Should You Keep status_type
for Clustering?
- Post type influences engagement (e.g., videos get more comments, photos get more likes).
- You want clusters to reflect content strategy differences.
status_type
(e.g., video, photo, status) is a categorical feature that can significantly impact clustering results—but only if you handle it properly.
To visually compare how different Facebook post types perform across various engagement metrics, we can use the status_type
column to create a series of bar plots. These plots will illustrate the average number of likes, shares, and comments for each post type (e.g., photo, video, status). By doing so, we can easily spot trends—such as whether videos receive more comments due to real-time interaction, or if photos tend to generate higher reaction counts. Bar plots provide a clear way to analyze engagement distribution across post types, helping us understand which content formats drive the most audience interaction.
import matplotlib.pyplot as plt
# Define engagement metrics to plot
metrics = [
'num_reactions', 'num_comments', 'num_shares',
'num_likes', 'num_loves', 'num_wows',
'num_hahas', 'num_sads', 'num_angrys'
]
# Set up a 3x3 grid of subplots
fig, axes = plt.subplots(nrows=3, ncols=3, figsize=(18, 12))
fig.suptitle('Engagement Metrics by Post Type', fontsize=16, y=1)
# Flatten axes for easy iteration
axes = axes.flatten()
# Loop through metrics and plot each in a subplot
for i, metric in enumerate(metrics):
# Group data and plot
df.groupby('status_type')[metric].sum().plot(
kind='bar',
ax=axes[i],
color=['#1f77b4', '#ff7f0e', '#2ca02c'], # Custom colors
edgecolor='black',
alpha=0.7
)
# Customize subplot
axes[i].set_title(metric.replace('num_', '').title(), pad=1)
axes[i].set_xlabel('Post Type', fontsize=10)
axes[i].set_ylabel('Total Count', fontsize=10)
axes[i].grid(axis='y', linestyle='--', alpha=0.6)

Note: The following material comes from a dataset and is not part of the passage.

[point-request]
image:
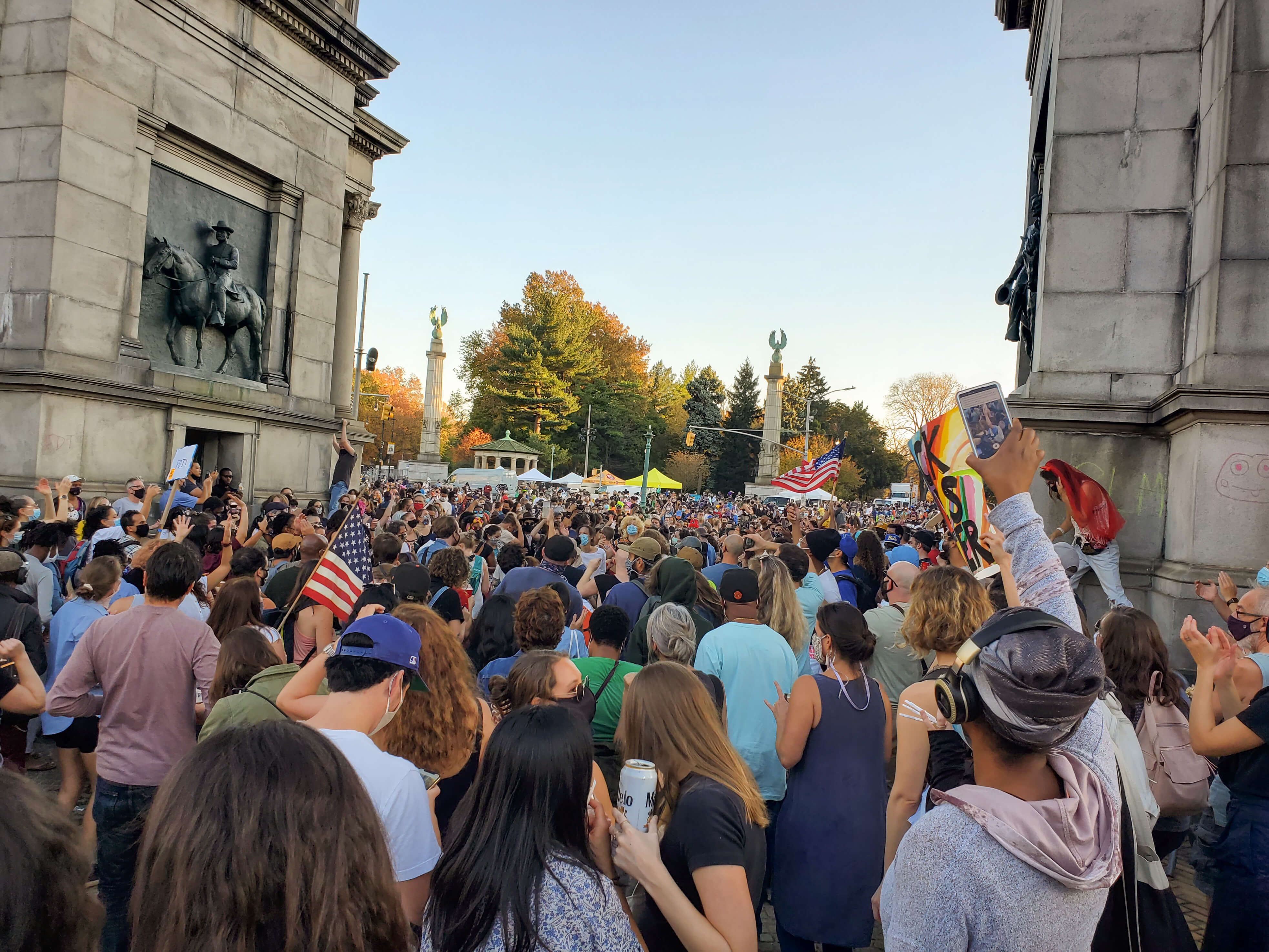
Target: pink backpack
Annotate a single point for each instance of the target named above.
(1178, 776)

# Rotate x-axis labels for readability
plt.setp(axes[i].get_xticklabels(), rotation=360, ha='right')
# Adjust layout to prevent overlap
plt.tight_layout()
plt.show()
The bar plots illustrate how photos and videos dominate across various engagement metrics, including reactions, comments, shares, and specific emoji reactions.
Photos receive the highest number of total reactions and likes, indicating they are the most engaging in terms of general user appreciation.Videos follow closely in reactions but stand out significantly in comments and shares, suggesting they drive more interaction and virality.
The comments bar for videos is overwhelmingly high compared to other post types, showing that videos encourage discussions, likely due to their dynamic nature and real-time interaction. Shares are also significantly higher for videos, meaning users are more inclined to distribute video content than photos, text posts, or links.
“Love” and “Wow” reactions are more common for videos, reinforcing their emotional impact. “Haha” reactions are also higher for videos, suggesting that humorous or entertaining content is often video-based. “Sad” and “Angry” reactions appear more frequently in videos and photos compared to links or text statuses, indicating that emotionally charged content is more common in visual formats.
Links receive the least engagement across all metrics, meaning users are less likely to interact with external content.Status have slightly higher engagement than links but still perform poorly compared to photos and videos, likely due to the lack of visual appeal.
To include status_type
in clustering, we need to convert it into a numerical format, as most clustering algorithms work best with numerical data. Since status_type
is a categorical variable with values like photo, video, and status, we can use one-hot encoding to create separate binary columns for each category or label encoding to assign numerical labels to each type. One-hot encoding preserves category independence but increases dimensionality, while label encoding is more compact but may introduce unintended ordinal relationships.
The easiest approach is using dummies values , this approach is more flexible because it allows encoding as many category columns as you would like and choose how to label the columns using a prefix. Proper naming will make the rest of the analysis just a little bit easier.
df=pd.get_dummies(df, columns=['status_type'],drop_first=True, prefix='type')
print(df.head())
Preparing Data for Clustering: The Importance of Feature Scaling
Before applying clustering algorithms, it’s crucial to scale the features to ensure that all variables contribute equally to the distance calculations. Engagement metrics such as likes, shares, and comments have different numerical ranges, which can lead to biased clustering results if not properly scaled. For example, since the number of likes is often much larger than the number of shares, clustering algorithms like K-Means may give disproportionate weight to likes when forming clusters.
Why Scale the Data?
- Avoids bias in clustering: Algorithms that use distance calculations (e.g., K-Means, Hierarchical Clustering) can be skewed if one feature has a much larger scale than others.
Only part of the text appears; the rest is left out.